DNA Machine From Pleasanton Company Helps Solve Crimes Faster For Alameda County Sheriff

By Joe Vazquez | CBS SF Bay Area

PLEASANTON (CBS SF) — It’s not quite as fast as the CSI detectives on television who solve crimes between the commercial breaks, but new technology just acquired by the Alameda County Sheriff’s Department promises it will process a suspect’s DNA in record time.

“In less than two hours you get a complete DNA profile; identical to the profiles that are generated in typical forensic labs,” said Bob Schueren, CEO of IntegenX, based in Pleasanton.

The RapidHIT, made by IntegenX, looks like a copy machine. Swabs taken from a suspect are loaded into the RapidHIT and within two hours, information from the swabs can immediately be compared to profiles of previous offenders and also evidence from crime scenes with unknown suspects.

The current system for most California law enforcement agencies involves shipping evidence to a state lab; a process which can take weeks or months.  In that time, a suspect may have been released from custody.  Or an innocent person could have been jailed.

“Having somebody identified as a known previous offender while they’re still in custody should save a lot of time on investigation, follow up and possibly prevent other crimes,” Schueren said.

“We have to move faster,” said Alameda County District Attorney, Nancy O’Malley, who has been working with police agencies across the country to try and relieve a huge backlog of sexual assault cases.

In many cases, women have been given DNA tests called rape kits which have never been tested because the labs are so overworked.

“It’s estimated that there are somewhere between 400,000 and 500,000 kits sitting in police evidence rooms that have never been analyzed; many of which have very invaluable perpetrator information and evidence in them,” O’Malley said.

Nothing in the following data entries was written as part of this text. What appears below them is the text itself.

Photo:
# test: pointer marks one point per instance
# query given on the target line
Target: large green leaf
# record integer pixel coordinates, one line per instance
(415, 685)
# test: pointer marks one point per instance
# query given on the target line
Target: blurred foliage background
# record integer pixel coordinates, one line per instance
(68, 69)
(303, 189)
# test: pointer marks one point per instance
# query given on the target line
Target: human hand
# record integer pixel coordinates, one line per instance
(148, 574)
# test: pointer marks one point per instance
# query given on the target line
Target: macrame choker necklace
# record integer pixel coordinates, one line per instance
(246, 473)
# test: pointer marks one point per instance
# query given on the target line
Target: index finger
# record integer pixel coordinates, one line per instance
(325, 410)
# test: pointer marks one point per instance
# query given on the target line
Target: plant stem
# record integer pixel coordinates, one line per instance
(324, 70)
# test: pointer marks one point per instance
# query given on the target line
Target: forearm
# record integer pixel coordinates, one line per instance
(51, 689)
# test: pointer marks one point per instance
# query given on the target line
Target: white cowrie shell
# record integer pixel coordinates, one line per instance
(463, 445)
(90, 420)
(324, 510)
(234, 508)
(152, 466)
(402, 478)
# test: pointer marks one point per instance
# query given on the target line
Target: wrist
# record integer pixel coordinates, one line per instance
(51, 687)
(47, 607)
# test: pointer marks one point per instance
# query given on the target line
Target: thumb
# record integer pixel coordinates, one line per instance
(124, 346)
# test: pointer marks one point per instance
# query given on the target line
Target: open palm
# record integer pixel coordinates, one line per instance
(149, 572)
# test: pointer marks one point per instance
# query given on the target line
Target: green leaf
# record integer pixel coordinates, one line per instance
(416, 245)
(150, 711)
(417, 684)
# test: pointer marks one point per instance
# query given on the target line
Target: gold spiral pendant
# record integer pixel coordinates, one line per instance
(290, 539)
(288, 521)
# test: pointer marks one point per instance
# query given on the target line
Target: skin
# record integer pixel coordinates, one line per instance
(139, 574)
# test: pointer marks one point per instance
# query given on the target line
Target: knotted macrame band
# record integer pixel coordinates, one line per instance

Rape kits are more sophisticated, so those tests will still have to be conducted at a crime lab.  But the D.A. says police investigators will now be able to use RapidHit to do other kinds of tests more quickly, which could free up the state lab to focus on the rape cases.

“We can’t spend the next 20 years testing kits of sexual assault crimes that happened 10 years ago.  We need to do it now and we need to do it efficiently; we need to utilize all the technology that’s available to us so that we can bring justice to victims who have been sexually assaulted and to those whose cases have never been solved.  We can get people out of jail or prison who have been wrongly convicted and we can continue to keep our community safe,” O’Malley said.

The Alameda County Sheriff’s Department just received its first RapidHit late last week; the first in the Bay Area.  After some more training and testing, they expect to put it to use some time within the next two months.

There are 100 RapidHits in use worldwide, two-thirds of which are overseas, said Schueren.